The fact is, that Martin Barton was perplexed. The letter began thus: “Dear sir, I am sorry to inform you of the death of ——,” he had got so far when Jenny Hart, true as steel to her business, no sooner had said, “What is the matter?” than she turned to a customer who wanted black silk stockings. “Mr. Martin Barton, said she, please to show this gentleman the best black silk stockings—here is a pin, stick it in the place where you left off.” (Jenny Hart used to do so when reading a book.)
Martin Barton stuck in the pin, laid down the letter, and sold the stockings, while the gentleman was eyeing the pretty shop-girl. Archy Campbell could have knocked him down; and Ira Elkado was well pleased to see his rival vexed. Jenny Hart was indifferent to all this; turning to Mrs. Martin Barton with, “some ladies’ gloves wanting—here, stick a pin in the letter where you leave off; the gloves are twenty-five cents, you know, Mrs. Martin Barton.”
“Archy Campbell,” said she, one day, “why did you look so angrily at the gentleman who gave me the bunch of flowers yesterday? It was not like you; and it gave me great pain; you will drive customers away if you behave so rudely to them.”
“You know well enough, Jenny Hart, why I looked angrily; and there sits Ira Elkado, who knows it too”—
“Carpet binding by the gross?”
“Yes, sir. Archy Campbell, show the best carpet binding,” said the indefatigable Jenny Hart; never waiting to hear why Archy Campbell looked so mad at the customer.
It certainly was a great relief to them all, when the shop closed at sundown. Every one felt it a blessing but Ira Elkado; it cut him off from two or three hours of gazing at Jenny Hart, and in regaling himself with the thoughts of conquering this hard hearted gipsy, as he always called her. He lay awake for hours, very often, in trying to perfect some plan by which he could get admittance to her during the evening; but it never came to any thing. He was one of those kind of persons whose imaginations are fertile enough; but with physical capacities so entirely different, that a life is spent, or dawdled away, without any benefit to themselves or others. Had Ira Elkado been as brisk in his motions as he was in his mind, the shop and Jenny Hart might have been his long ago; but her good genius preserved her from a hard fate. Hard it would have been; for Ira Elkado never ended one of his aspiring soliloquies without grinding his teeth and promising himself great satisfaction in scourging her, after marriage, as she had scourged him before. Poor Jenny Hart did not mean to scourge him; it was her way of managing people. She was shrewd, and treated them according to their merits; but she was never unjust.

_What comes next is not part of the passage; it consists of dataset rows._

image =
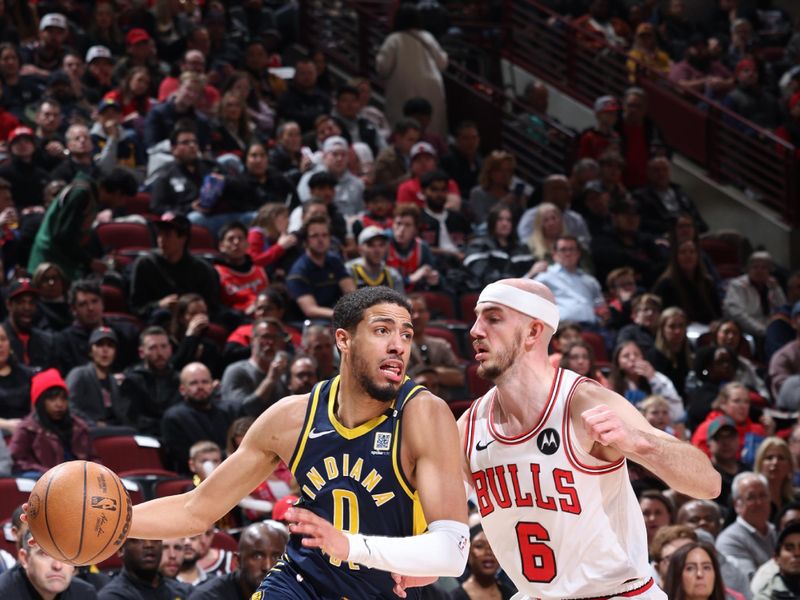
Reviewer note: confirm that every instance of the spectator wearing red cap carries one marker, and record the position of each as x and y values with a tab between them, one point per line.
49	435
25	176
31	346
790	129
603	136
750	100
140	51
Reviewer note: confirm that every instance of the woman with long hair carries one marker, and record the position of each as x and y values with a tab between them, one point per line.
232	130
579	357
671	353
55	312
635	378
694	574
548	224
498	254
686	284
188	335
494	186
774	461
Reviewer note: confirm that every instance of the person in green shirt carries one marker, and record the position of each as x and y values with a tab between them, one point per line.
65	233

As soon as the shop was shut, and she had presided at the tea-table, (for in the old fashioned way, the clerks always lived in the house, and ate at the table, one after the other,) she assisted Martin Barton and Archy Campbell in counting the money of the day; and it was a job. But by the judicious mode of keeping the different money apart; and, oh, how she rated the poor clerk, in whose box a sixpence was found in the shilling department—much time was saved. Martin Barton and his wife, good souls, went tired to bed, as soon as this was over; and then came Jenny Hart’s holiday: then was the time to see her. Talk of her beauty and musical voice; her bounding spirit and her grace of motion, behind the counter; what was all that to the seeing her up in Mrs. Armstrong’s room, with the twin sisters! Then her joyous spirit relaxed; tape, bobbin, buttons, money, marketing, bank stock, rents—for Jenny managed all the money concerns; and Martin Barton was now immensely rich—then all was combed out of her head with the first brush that was put to her fine glossy hair.
It was the signal for fun and frolic, when her light step was heard bounding up the narrow stairs; and there stood the two girls ready to snatch the first kiss, and to say the first word. From the time they could hold the brush, they coveted the pleasure of combing and brushing her hair; and the poor thing was generally so tired that she was really glad when they were old enough to do it properly for her. So up she came, and down she sat on the sofa; and a world of things had she to hear from the two innocent girls; and then came the rummaging of her apron pockets and her ample basket; and then came Mrs. Armstrong, with her account of the progress of her pupils.
“Oh, such sweet walks as we have, dear Jenny Hart. Why can you not sometimes go with us? it would do you so much good,” said Rona, a beautiful black eyed girl; “you must go with us to-morrow.”